Intelligence, as you point out, is indeed a filtering mechanism, refining the available options and creating the appearance of choice. But this filtering doesn’t introduce true freedom in the sense of autonomy from causality. Instead, it operates as an additional layer of complexity within deterministic systems. Chaos theory, while it highlights the non-linearity and unpredictability of complex systems, does not imply the kind of "measured freedom" you describe. Even chaotic systems are deterministic at their core; their outcomes are sensitive to initial conditions but not free from causality.
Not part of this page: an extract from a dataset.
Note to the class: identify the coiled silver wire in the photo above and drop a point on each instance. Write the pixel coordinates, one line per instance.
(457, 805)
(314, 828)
The notion of free will as a "manifestation of chaos theory" is intriguing but problematic. If the variability of outcomes in a chaotic system can be mistaken for freedom, this is an illusion, not evidence of autonomy. What you describe as an "artificial separation" of options by intelligence underscores this point. The brain's ability to evaluate choices and project consequences is still governed by the underlying laws of physics and biology. This does not create true freedom but rather a deterministic process that feels subjectively like free will.

Your framing of intelligence as magnifying or scrutinizing options supports the argument that free will, as commonly understood, is not independent of deterministic systems but arises as an emergent, yet fully caused, phenomenon. Thus, the deterministic nature of causality remains intact, whether or not chaos theory adds complexity to the pathways of those causes. Ultimately, the idea of free will as an emergent property does not escape the need for physical explanation and causation, leaving it squarely within the deterministic framework.